Introduction

In the previous issue of Critical Care, Patel and colleagues report the result of a single-center study that randomized septic patients to atorvastatin or placebo. The authors found that patients treated with statins had less transition to severe sepsis although mortality was no different between the treated and untreated patients [1]. These findings, although promising, need to be confirmed in larger, multicenter trials.

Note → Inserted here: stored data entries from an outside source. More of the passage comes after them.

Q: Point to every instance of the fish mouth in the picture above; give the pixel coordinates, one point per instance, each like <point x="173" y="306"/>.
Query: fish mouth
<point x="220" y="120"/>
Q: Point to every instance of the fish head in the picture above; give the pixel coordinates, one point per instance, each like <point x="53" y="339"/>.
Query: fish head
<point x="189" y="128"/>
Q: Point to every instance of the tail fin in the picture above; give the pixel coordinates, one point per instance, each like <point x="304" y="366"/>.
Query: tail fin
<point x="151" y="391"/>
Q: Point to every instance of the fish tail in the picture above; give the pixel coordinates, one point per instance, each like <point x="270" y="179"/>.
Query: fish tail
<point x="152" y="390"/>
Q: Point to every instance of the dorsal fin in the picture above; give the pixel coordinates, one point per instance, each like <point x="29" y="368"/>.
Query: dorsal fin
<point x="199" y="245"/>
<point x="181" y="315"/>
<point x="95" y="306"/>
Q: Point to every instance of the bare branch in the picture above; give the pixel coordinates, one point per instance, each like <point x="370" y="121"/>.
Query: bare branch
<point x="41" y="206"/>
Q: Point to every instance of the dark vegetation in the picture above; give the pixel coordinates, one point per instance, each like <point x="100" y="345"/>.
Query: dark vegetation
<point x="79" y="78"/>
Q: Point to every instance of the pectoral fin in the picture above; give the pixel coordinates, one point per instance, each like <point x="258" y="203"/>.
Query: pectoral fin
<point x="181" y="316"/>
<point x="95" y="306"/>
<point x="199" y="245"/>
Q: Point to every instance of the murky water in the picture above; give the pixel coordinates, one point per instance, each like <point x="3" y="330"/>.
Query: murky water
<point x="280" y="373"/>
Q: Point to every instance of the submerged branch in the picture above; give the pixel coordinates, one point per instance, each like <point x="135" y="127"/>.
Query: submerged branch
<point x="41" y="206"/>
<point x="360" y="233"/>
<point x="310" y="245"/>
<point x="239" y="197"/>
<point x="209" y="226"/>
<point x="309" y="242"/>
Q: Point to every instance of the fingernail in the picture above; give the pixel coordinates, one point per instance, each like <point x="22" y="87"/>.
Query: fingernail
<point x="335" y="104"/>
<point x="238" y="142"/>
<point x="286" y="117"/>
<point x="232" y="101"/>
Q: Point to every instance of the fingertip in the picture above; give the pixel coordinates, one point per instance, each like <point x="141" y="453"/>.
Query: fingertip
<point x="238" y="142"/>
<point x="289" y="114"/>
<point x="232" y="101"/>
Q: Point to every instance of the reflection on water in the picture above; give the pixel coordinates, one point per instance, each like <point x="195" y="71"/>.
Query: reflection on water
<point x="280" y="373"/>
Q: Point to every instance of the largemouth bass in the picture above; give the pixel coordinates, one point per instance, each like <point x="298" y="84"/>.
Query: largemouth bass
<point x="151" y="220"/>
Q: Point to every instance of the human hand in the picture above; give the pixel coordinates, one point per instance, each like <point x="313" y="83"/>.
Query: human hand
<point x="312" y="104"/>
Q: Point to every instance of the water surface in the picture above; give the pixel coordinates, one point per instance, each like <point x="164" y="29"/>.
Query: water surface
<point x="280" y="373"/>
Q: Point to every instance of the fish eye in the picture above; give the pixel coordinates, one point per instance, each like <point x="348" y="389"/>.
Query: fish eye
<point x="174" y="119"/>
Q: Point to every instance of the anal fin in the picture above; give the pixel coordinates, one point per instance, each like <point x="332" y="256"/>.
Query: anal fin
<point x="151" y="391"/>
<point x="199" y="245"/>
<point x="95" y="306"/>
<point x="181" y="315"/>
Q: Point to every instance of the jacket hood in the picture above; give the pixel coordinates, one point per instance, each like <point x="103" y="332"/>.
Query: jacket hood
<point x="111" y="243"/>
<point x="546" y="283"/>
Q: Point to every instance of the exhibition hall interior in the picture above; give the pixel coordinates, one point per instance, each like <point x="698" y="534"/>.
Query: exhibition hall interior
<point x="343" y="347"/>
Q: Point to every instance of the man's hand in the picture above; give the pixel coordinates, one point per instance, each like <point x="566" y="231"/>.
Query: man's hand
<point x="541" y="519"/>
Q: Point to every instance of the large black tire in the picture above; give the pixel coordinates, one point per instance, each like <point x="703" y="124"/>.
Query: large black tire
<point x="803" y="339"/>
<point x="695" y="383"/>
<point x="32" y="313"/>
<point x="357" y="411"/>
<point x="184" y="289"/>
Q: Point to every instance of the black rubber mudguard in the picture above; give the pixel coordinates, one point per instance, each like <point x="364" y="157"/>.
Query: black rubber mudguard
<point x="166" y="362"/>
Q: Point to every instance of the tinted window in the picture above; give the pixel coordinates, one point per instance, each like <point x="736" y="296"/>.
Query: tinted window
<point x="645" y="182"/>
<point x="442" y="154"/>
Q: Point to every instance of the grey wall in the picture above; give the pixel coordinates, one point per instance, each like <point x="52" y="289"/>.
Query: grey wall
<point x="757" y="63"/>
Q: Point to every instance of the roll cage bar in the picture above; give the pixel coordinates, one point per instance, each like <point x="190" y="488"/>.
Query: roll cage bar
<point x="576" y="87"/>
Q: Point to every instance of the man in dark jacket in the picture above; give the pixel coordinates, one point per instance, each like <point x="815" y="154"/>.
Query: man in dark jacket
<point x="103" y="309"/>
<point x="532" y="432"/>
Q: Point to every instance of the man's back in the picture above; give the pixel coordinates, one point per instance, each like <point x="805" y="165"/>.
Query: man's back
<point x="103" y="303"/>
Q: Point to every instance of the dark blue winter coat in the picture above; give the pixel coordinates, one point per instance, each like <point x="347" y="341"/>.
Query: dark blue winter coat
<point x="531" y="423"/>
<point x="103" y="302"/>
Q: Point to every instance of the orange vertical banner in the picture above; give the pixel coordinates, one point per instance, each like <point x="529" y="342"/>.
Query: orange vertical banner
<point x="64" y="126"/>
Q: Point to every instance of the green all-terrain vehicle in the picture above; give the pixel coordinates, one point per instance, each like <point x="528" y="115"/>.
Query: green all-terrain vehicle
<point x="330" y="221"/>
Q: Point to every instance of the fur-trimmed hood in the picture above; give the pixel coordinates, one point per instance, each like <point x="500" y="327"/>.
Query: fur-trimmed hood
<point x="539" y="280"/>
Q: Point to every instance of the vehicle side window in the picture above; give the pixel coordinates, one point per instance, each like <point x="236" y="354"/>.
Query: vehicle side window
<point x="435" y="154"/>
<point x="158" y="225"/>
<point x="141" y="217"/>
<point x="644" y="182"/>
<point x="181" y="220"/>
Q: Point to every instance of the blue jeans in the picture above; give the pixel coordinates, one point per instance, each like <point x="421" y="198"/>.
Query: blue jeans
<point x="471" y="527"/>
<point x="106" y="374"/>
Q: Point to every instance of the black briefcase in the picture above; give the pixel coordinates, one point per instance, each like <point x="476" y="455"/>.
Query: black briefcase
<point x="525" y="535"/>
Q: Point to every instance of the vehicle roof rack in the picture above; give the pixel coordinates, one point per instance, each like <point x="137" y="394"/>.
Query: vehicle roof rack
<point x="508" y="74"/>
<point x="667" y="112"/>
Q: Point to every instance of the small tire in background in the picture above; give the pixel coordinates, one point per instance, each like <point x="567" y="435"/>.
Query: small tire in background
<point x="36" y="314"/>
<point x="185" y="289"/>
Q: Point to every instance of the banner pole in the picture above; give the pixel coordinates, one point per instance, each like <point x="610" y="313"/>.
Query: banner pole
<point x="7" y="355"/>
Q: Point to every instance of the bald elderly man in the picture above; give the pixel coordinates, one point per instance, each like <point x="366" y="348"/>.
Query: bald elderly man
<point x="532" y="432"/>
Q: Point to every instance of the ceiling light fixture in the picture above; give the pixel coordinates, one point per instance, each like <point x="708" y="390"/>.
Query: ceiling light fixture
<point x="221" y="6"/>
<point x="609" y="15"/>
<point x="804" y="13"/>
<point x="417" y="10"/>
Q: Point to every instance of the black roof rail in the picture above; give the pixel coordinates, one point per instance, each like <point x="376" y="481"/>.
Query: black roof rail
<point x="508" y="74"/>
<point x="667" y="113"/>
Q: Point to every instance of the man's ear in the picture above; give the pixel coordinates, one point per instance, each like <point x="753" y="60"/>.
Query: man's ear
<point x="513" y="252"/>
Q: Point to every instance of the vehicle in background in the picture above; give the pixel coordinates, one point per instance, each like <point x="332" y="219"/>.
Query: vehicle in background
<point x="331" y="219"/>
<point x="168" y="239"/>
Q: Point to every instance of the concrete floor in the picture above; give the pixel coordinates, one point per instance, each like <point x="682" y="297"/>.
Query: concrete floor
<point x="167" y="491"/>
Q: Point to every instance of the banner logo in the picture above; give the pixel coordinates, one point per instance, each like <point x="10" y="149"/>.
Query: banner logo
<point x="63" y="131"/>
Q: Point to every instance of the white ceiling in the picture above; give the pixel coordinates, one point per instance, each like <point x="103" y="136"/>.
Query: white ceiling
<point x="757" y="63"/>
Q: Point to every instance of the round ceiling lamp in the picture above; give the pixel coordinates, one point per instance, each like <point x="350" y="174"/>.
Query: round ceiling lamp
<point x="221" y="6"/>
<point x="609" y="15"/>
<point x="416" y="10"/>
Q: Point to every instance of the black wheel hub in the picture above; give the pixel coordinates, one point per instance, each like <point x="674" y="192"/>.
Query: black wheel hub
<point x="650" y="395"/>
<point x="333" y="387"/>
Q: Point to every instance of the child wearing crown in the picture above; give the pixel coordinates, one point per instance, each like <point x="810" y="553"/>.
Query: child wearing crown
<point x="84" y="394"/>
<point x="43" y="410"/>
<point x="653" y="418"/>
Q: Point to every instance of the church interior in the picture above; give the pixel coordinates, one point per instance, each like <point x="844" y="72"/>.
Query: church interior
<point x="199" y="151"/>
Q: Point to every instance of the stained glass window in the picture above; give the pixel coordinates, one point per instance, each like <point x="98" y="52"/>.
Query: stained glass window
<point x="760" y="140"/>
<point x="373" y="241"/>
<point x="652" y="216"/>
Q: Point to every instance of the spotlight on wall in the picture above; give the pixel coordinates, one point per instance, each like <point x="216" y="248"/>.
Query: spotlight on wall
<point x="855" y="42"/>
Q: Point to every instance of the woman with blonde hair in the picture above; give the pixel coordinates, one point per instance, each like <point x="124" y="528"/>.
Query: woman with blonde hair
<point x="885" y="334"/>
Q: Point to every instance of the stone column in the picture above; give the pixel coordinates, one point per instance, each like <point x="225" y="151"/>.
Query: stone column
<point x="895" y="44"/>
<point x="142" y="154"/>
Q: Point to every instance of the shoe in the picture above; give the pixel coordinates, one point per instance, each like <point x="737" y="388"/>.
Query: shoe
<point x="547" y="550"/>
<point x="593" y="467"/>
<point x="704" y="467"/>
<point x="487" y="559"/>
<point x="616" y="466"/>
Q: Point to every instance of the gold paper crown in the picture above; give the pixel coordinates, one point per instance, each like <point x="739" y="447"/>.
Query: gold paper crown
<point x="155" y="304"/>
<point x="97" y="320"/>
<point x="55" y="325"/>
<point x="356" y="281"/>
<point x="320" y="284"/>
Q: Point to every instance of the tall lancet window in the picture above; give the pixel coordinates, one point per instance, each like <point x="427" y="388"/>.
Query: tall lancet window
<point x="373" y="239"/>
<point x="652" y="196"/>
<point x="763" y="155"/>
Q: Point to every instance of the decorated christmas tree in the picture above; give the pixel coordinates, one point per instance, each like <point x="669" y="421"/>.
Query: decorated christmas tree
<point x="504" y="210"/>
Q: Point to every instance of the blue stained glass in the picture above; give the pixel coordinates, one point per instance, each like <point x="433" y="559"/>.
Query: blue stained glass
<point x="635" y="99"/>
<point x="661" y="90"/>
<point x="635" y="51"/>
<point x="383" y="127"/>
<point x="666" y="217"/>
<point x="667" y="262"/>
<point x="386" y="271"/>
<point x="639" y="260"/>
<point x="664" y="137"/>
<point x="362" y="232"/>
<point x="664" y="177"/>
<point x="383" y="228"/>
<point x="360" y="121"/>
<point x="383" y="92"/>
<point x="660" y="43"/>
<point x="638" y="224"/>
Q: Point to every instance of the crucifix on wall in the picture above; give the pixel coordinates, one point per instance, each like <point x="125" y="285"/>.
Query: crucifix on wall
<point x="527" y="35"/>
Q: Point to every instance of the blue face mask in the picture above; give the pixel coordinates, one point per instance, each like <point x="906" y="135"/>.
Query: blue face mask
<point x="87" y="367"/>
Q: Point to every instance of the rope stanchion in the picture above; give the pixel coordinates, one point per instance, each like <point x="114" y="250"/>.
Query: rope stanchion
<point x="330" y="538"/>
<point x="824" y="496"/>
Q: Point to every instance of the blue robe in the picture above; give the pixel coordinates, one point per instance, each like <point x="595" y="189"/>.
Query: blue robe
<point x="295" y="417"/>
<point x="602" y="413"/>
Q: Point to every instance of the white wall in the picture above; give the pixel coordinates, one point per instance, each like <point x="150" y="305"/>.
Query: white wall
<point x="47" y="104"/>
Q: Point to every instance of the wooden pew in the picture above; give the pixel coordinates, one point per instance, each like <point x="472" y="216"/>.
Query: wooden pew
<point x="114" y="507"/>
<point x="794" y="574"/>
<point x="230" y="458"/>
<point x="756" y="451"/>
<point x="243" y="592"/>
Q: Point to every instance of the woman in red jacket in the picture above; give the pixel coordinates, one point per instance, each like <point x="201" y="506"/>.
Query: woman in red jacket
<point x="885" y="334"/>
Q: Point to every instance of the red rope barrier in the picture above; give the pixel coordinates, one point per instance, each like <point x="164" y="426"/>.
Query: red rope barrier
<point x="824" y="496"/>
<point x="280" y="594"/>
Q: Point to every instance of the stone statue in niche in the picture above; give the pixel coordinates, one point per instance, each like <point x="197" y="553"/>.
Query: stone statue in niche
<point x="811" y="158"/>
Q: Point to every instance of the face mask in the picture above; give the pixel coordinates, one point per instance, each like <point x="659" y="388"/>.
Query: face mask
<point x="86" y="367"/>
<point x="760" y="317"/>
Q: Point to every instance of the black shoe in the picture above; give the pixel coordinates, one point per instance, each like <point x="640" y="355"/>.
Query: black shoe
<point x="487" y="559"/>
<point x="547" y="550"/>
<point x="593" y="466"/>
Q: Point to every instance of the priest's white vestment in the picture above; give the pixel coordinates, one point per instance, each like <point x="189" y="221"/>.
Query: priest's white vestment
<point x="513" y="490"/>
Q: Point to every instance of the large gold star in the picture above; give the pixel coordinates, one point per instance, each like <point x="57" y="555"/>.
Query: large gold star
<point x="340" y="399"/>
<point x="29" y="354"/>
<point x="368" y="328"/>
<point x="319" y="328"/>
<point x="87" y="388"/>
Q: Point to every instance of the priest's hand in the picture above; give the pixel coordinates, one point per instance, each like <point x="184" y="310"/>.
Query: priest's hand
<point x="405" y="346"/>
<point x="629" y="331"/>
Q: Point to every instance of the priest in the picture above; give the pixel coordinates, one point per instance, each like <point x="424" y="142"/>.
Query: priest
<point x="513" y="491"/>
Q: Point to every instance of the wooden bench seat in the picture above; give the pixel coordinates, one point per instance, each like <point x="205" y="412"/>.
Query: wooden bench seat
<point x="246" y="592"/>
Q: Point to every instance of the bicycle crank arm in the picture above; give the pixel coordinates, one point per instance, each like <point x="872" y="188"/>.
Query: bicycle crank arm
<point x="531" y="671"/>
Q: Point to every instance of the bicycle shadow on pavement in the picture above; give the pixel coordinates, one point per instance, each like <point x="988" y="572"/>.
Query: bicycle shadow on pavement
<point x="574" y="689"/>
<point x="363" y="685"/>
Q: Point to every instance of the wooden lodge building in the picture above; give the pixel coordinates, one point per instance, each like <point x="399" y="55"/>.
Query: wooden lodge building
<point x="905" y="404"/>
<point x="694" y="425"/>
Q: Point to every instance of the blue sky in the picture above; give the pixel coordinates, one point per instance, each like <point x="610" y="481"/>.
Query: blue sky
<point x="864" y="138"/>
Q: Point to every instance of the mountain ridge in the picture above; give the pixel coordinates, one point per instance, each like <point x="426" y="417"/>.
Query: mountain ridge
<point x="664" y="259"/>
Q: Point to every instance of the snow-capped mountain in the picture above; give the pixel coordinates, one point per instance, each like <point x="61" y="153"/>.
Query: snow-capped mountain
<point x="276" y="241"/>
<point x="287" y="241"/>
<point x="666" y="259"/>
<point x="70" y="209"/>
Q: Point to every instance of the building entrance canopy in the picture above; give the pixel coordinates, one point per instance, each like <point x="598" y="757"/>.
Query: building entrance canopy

Sepsis is a systemic inflammatory response syndrome triggered by infection, while severe sepsis is organ dysfunction due to infection. Severe sepsis is associated with high rates of morbidity and mortality. The incidence of sepsis has increased over the last few decades and in the United States currently affects more than 750,000 patients annually [1]. Sepsis is estimated to be directly responsible for more than 200,000 deaths and results in $17 billion of costs annually [2, 3]. An impressive amount of research has been devoted to understanding the pathophysiology of sepsis, and to the testing of potential treatments. Despite significant advances, 30 to 40% of patients with severe sepsis still die in the ICU [2].

Main text

The primaum mauvens in severe sepsis is thought to be an uncontrolled proinflammatory response triggered by infectious agents that leads to organ dysfunction. This response starts when microbial antigenic structures bind to specific receptors on leukocytes and induce a highly complex cascade of biochemical reactions This induction then results in generation of a myriad of proinflammatory and procoagulant agents [4]. In addition to the lipid-lowering and cardiovascular protective effects of statins, a significant body of evidence supports their potential role in the amelioration of the proinflammatory process of sepsis. This evidence includes in vitro biologic plausibility studies, animal models, and human trials.

Biologic plausibility

HMG CoA inhibitors (statins) decrease the production of isoprenoid lipid and inhibit the activation of GTPase protein via their effects on prenylation [5]. Statins have been shown to act on several crucial steps in sepsis: the generation of proinflammatory cytokines (IL-6, IL-8, and TNFα), modulation of leukocyte and monocyte functions, and reduction of oxidative stress as well as improvement in endothelial function and platelet activity. In one trial, simvastatin reduced the systemic response to endotoxin administration and decreased expression of Toll-like receptors that hold a key early role in sepsis [6]. In addition, an antimicrobial effect of statins on methicillin-sensitive Staphylococcus aureus and methicillin-resistant S. aureus has been reported [7].

Animal models

Animal models on statin use in the setting of sepsis have shown some promising results. In a cecal ligation and puncture mouse model of sepsis, treatment with simvastatin, atorvastatin, and pravastatin but not fluvastatin prolonged survival primarily by improvement of cardiac function and systemic hemodynamics [8].

Human studies

A significant body of evidence indicates that there may be a role for statins in the treatment of sepsis. Although most of the trials are retrospective and observational in nature, their conclusions are promising. The trial finding indicate that statins may decrease the level of inflammatory cytokines, the incidence of de-novo sepsis, the worsening of ongoing sepsis, and possibly also sepsis mortality.

Novack and colleagues randomized 83 patients with acute bacterial infections to simvastatin or placebo and showed that treatment with statins reduced cytokine levels at 72 hours [9].

A retrospective study of 787 patients admitted with pneumonia showed that pretreatment with statins was associated with improved mortality [10].

Some authors have cautioned against the use of statins in the treatment of sepsis due to concerns of myopathy and hepatotoxicity [11]. Prospective randomized controlled trials are therefore needed to definitively establish the appropriate adjunctive role for statins in sepsis and to adequately estimate the magnitude of any possible adverse events.

In the previous issue of Critical Care, Patel and colleagues take a step toward answering the question of whether or not statins are of utility in the prevention of severe sepsis. Within their randomized control setting, the authors minimized biases inherent to retrospective trials. The selection of statin-naïve patients was appropriate but may have hindered some of their potential findings, especially if a prolonged pretreatment period is needed to durably affect outcomes. Showing clinical outcome benefits of statins in a floor population of hospital patients with lower acuity of illness will probably be difficult to demonstrate in the absence of very large trials. The great majority of patients with sepsis do not progress to severe sepsis and therefore prophylactic treatment to prevent severe sepsis would require treatment of a large number of patients who may not benefit. Treatment that shows a decrease in progression to a disease state linked to increased mortality without an effect on decreasing this mortality is also problematic.

Conclusion

There are some important take-home messages from this study. First, there is a need for larger, multicenter randomized controlled trials in patients with variable degrees of severity of illness, analyzing hard endpoints to establish any role for statins in septic patients. Second, clinicians should probably avoid, if possible, stopping statins in critically ill patients with sepsis who are already taking statins at the time of admission. Given our small armamentarium of agents in sepsis, statins could prove a useful addition.